Real-time data monitoring the claims indicated that eligible users had acquired more than 45 million STRK tokens within the initial 90 minutes of the allocation.

The token began trading on several major exchanges.

STRK was traded at over £5 following its listing on Binance and exceeded £3 on KuCoin as the tokens permeated the broader cryptocurrency ecosystem.

CoinMarketCap data revealed STRK trading between £3 and £4, with its market capitalisation valued at over £2.1 billion.

More than 1.3 million wallets are eligible to claim Starknet’s native token, including those of Ethereum solo and liquid stakers, Starknet developers and users, as well as projects and developers from outside the Web3 ecosystem.

The Starknet Foundation has released an overview of its token provision alongside the launch of a dedicated portal that enables individuals to verify their eligibility and acquire STRK tokens.

Over 700 million STRK tokens are poised to be allocated across nine categories and will be utilised for governance and transaction fees.

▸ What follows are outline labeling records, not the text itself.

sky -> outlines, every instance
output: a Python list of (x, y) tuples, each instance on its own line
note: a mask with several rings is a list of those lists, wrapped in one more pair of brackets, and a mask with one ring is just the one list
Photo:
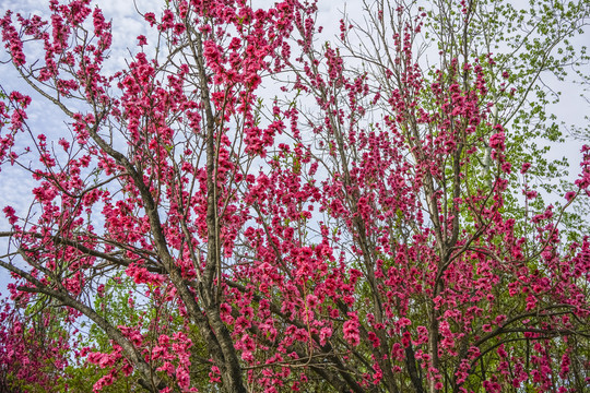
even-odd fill
[[(252, 0), (251, 2), (253, 5), (260, 5), (261, 8), (272, 3), (271, 0)], [(135, 0), (135, 2), (128, 0), (97, 0), (94, 3), (103, 10), (107, 20), (113, 21), (114, 48), (107, 67), (114, 70), (120, 69), (125, 66), (128, 48), (135, 50), (137, 36), (146, 35), (149, 40), (150, 37), (153, 37), (153, 31), (149, 29), (146, 24), (141, 21), (135, 7), (142, 12), (157, 11), (163, 8), (164, 0)], [(47, 15), (48, 9), (46, 4), (47, 2), (43, 0), (4, 0), (0, 3), (0, 15), (3, 15), (8, 9), (23, 14)], [(337, 34), (339, 20), (344, 9), (352, 17), (359, 15), (362, 11), (362, 1), (359, 0), (349, 2), (320, 0), (318, 5), (318, 24), (324, 26), (324, 35), (327, 36)], [(574, 45), (590, 44), (588, 37), (588, 35), (580, 37), (574, 41)], [(0, 52), (0, 60), (7, 60), (4, 52)], [(58, 135), (67, 135), (64, 118), (50, 105), (39, 99), (38, 95), (24, 84), (10, 66), (0, 64), (0, 84), (7, 91), (16, 90), (33, 97), (33, 104), (27, 111), (32, 128), (43, 129), (44, 132), (56, 139)], [(557, 81), (553, 83), (555, 83), (555, 88), (565, 92), (564, 99), (553, 108), (553, 111), (568, 124), (582, 126), (585, 123), (583, 114), (588, 112), (589, 105), (579, 97), (580, 88)], [(552, 153), (556, 157), (565, 154), (571, 158), (571, 176), (575, 176), (575, 166), (579, 162), (580, 145), (579, 141), (569, 140), (566, 144), (554, 148)], [(16, 167), (2, 167), (0, 172), (0, 210), (5, 205), (12, 205), (17, 213), (25, 213), (30, 205), (31, 189), (34, 184), (35, 182), (26, 171)], [(0, 230), (8, 229), (9, 225), (2, 215), (0, 216)], [(4, 250), (5, 247), (5, 240), (0, 239), (0, 249)], [(3, 291), (7, 283), (7, 274), (0, 272), (0, 293)]]

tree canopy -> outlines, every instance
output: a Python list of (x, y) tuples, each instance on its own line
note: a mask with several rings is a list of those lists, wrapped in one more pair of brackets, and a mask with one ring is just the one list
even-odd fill
[(166, 0), (118, 70), (91, 0), (0, 20), (35, 92), (0, 102), (35, 182), (0, 390), (587, 390), (590, 147), (559, 181), (546, 78), (588, 83), (588, 1), (367, 1), (333, 37), (320, 3)]

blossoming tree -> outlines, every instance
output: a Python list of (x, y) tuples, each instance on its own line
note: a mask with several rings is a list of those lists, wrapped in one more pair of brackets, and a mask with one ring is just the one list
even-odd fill
[(71, 354), (95, 391), (582, 391), (590, 242), (560, 223), (590, 150), (545, 207), (524, 142), (555, 131), (539, 78), (589, 11), (496, 3), (367, 3), (319, 43), (314, 1), (170, 0), (114, 73), (90, 0), (7, 13), (10, 62), (69, 119), (57, 140), (3, 92), (0, 160), (36, 181), (3, 210), (12, 299), (92, 326)]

Starknet intends to introduce staking of STRK tokens in the future.

READ MORE: Australian Federal Police Officer Accused of Wiping Bitcoin Wallet at Crime Scene

Starknet is among Ethereum’s principal L2s that pioneered zero-knowledge (ZK) rollup technology.

The protocol facilitates the processing of transactions and smart contract functions off-chain, with cryptographic proofs submitted to Ethereum to access the security guarantees of its underlying blockchain.

The layer-2 scaling protocol has also addressed concerns raised by Starknet and Ethereum community members regarding the eligibility criteria for the STRK airdrop.

Starknet’s active users surged in recent weeks as prospective STRK recipients and airdrop farmers sought eligibility for the campaign.

A statement from Starknet subsequent to the launch of the provisions portal acknowledged feedback from community members and network users who felt “overlooked due to certain Provisions criteria.”

The Starknet Foundation affirmed that it was working on a resolution for users who were not deemed eligible.

The broader cryptocurrency ecosystem has also been cautioned to remain vigilant against scams and malicious links.